Franco-Saxon manuscript decoration

Manuscripts decorated in the Franco-Saxon style are some of the most visually stunning signs of the flow of inspiration and connections across the English Channel in the early Middle Ages. Emilia Henderson examines the design and production of these works.

The term ‘Franco-Saxon’ (alongside variants such as ‘Franco-Insular’) has been used since the mid-19th century to describe the mixed heritage of the decoration, page layout, and script features of these manuscripts. The ‘Franco’ part of the term refers to Francia, that is, the kingdom of the Franks where these manuscripts were made. While the territories controlled by the Franks expanded greatly under the early rulers of the Carolingian dynasty, who ruled intermittently from 751 to 987, their heartlands remained in an area roughly corresponding to modern-day France and southwest Germany. The other half of the term refers to the incorporation of decorative motifs from Anglo-Saxon and Irish manuscript art of the seventh and eighth centuries, and reflects the synonymous use of anglais and saxon, to mean ‘English’, in early French scholarship.
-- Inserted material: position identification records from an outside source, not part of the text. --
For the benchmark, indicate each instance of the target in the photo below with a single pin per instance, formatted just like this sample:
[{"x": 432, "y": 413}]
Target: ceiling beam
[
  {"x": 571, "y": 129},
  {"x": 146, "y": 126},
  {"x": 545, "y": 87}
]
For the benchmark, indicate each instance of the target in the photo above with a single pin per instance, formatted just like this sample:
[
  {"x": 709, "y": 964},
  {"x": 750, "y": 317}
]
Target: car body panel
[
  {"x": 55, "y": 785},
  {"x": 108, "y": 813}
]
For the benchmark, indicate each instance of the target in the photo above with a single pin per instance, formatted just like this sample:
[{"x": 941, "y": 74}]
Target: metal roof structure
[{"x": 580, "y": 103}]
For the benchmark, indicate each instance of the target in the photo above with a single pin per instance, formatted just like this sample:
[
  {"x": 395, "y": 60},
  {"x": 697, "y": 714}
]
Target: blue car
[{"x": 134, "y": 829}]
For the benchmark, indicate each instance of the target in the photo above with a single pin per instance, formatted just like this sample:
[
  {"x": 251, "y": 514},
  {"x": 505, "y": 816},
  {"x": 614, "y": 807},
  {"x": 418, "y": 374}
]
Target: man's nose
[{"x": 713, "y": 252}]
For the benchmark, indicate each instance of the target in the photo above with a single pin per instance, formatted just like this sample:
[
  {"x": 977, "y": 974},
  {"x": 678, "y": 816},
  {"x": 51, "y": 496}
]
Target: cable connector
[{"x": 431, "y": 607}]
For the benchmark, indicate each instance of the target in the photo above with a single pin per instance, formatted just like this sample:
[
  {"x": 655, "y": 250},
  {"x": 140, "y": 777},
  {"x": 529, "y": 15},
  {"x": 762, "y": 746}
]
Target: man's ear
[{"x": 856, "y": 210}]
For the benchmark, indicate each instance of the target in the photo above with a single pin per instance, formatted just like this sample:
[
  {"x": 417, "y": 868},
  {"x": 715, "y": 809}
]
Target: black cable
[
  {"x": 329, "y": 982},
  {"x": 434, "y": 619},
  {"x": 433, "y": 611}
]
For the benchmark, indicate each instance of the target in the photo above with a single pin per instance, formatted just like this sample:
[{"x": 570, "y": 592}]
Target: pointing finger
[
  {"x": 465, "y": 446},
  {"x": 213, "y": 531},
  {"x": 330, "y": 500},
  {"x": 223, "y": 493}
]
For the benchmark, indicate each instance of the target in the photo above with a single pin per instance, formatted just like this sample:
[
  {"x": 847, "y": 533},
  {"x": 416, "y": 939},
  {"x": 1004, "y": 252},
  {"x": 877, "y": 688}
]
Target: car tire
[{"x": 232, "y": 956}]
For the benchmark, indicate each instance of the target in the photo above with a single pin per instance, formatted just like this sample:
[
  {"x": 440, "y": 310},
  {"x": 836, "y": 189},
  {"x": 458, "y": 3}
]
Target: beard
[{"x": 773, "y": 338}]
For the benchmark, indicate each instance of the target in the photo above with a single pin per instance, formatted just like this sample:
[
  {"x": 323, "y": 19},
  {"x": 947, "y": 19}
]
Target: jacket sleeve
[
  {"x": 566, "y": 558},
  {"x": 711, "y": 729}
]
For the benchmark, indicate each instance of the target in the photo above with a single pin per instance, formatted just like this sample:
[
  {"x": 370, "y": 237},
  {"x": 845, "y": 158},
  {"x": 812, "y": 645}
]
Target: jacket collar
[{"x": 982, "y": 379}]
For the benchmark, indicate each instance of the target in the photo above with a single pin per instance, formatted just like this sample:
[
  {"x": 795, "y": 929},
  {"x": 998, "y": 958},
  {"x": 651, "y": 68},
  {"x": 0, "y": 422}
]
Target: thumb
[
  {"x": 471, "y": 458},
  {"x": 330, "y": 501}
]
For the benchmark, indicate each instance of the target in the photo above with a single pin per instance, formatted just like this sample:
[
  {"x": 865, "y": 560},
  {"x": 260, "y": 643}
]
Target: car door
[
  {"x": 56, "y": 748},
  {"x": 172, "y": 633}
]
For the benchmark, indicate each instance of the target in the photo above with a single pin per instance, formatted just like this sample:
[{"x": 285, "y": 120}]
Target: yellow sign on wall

The defining features of the style include intricate geometric knotwork patterns, designs made up of intertwining stylised creatures, and the heads of birds or other animals at the end of letters. These characteristics are usually referred to as ‘Insular’, derived from their use in art on the islands of both Britain and Ireland (and in the Continental monasteries founded by Anglo-Saxon or Irish monks).

Otho-Corpus Gospels

Cotton MS Otho C V, f. 28r

Opening three letters of the first word of the Gospel of St Mark (British Library, Cotton Otho C. V, f. 28r, detail)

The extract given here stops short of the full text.